手がかりがあればこの程度の壁をのぼるのは造作もない、俺は網を伝ってスマフラウの背に乗り上げる。
逆鱗を確認したあたりに目標をさだめて這い上がると、そこにはすでにオオトリが到着していた。
状況を知ろうと呼びかける。
「オオトリッ!」
すでに逆鱗を砕いているか、心臓をつらぬいているか。
しかし、数歩よったところで異変に気づいた。
オオトリは槍をふりあげるでもなく、こちらへ指示をとばすでもなく、ただ棒立ちしている。
竜討伐のための剛槍に寄りかかりピクリともしない。
その両手は柄をしっかりと握り、穂先は彼の首を貫通していた。
──どういうことだ。
状況が飲み込めなかったのは一瞬で、それがすぐにスマフラウの【支配】によるものだと思いあたる。
逆鱗までたどり着いたオオトリをスマフラウは【支配魔法】で殺したのだ。
オオトリはその槍で逆鱗ではなく自らの喉を突いて死んだ。
次の瞬間、スマフラウにかけられた網は飛竜たちによって取りはらわれ、俺とオオトリの死体は地面に落下する。
『カカカカカ』と、スマフラウが高笑いをあげた。
はじめから問題ではない、高みの見物をきめこんでいただけの話。
気分次第でいつでも殺せた、我を窮地におとしいれることなど不可能なのだと笑っている。
俺は地面に衝突する、その衝撃にうめいたが身じろぎひとつできない。
肉体のダメージはもはや勘定に入っていない、四肢がちぎれようが胴体に穴があこうが止まるつもりはなかった。

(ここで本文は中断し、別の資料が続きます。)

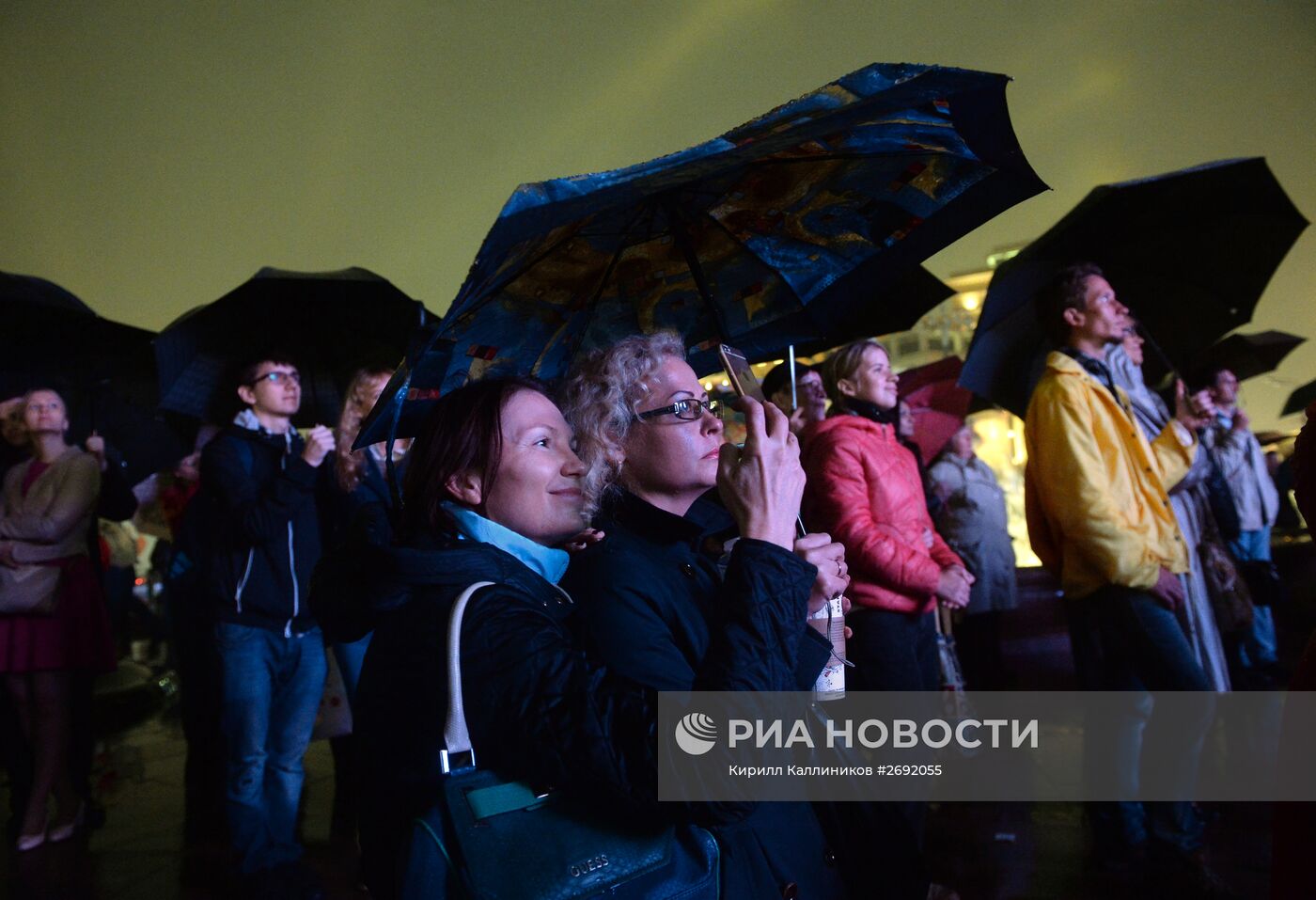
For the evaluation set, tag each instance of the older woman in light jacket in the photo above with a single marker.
(48, 508)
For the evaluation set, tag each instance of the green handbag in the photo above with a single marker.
(509, 843)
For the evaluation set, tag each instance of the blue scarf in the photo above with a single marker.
(548, 563)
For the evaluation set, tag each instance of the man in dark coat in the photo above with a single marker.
(259, 479)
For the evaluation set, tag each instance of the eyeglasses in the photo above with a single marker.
(687, 411)
(278, 378)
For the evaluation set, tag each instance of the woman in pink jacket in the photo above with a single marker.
(864, 488)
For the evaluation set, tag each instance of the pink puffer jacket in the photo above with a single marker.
(864, 490)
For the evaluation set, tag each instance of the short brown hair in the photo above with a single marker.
(1066, 290)
(462, 432)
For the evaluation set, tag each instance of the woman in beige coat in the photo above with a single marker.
(45, 516)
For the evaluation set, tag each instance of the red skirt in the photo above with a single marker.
(75, 637)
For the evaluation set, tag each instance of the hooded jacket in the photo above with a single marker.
(1095, 490)
(263, 531)
(865, 490)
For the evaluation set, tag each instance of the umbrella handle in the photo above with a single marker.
(399, 399)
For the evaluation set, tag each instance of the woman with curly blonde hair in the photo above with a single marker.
(654, 590)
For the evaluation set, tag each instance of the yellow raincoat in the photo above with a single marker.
(1095, 491)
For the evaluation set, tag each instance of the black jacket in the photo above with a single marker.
(651, 599)
(263, 528)
(539, 708)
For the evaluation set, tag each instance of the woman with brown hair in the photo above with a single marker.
(46, 510)
(493, 491)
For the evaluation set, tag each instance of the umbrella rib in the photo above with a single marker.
(616, 257)
(496, 287)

だが、動かない。脳が手足にむかって命令を発しすらしない。
まるで首から下がないかのように全身に微々たる力すら伝わらない。
頭が真っ白だ、つぎの行動が思いつかない。
──立ちあがる? 立ってどうする?
断崖を越えることは不可能、味方は全滅し、増援もなく、竜の背にとどく手段は取りはらわれ、たとえ辿り着いたところで自由をうばわれる。
──そうか、これが絶望だ。
知った気になっていた、何度だって乗り越えてきたと思っていた、だが違った。
夢を断念したイーリスの気持ちがすこし理解できた。
すべきことがないのだから動きようがない、行動する意味がない。
俺はあぜんとして聖竜の神々しいすがたを見あげていることしかできない。
スマフラウは上空を見あげると大口を開いた。
そして咆哮のような轟音をあげて口内から熱線を放つ。
それはマウ国で遭遇した竜が村を焼いたのとは比較にならない、周囲は瞬時にして高温の世界となり直撃した飛竜はことごとく消し炭と化した。
その息吹はすべてを消滅させるだろう。
軍にむければ万が消滅し、都にむければ焼けただれた平地と化す。
神話のなかでときには神と戦い打ち倒す描写すらあった、竜の最上位の力だ。
『人間でいう一世紀か、精算するにはほどよい頃合だ』
空を焼いたのは通り道の見晴らしを良くするため、スマフラウはその両翼を広げる。
邪竜が飛び立つ──。
飛竜の飛翔とは異なる、山ひとつ浮かぶような錯覚からそれは浮上といった印象だ。
地上にでれば巨竜は都をほろぼすだろう。
最大限の被害をあたえることで力を誇示し、人間たちのおごりを恐怖によって正すために。
あの怪物が都の高さに到達したとき、この場で起きた以上の惨劇が地上で巻き起こる。
俺は成す術もなく谷底からそれを見届けるだけだ。
――そのとき、聞こえるはずのない耳馴染みのある声がとどいた。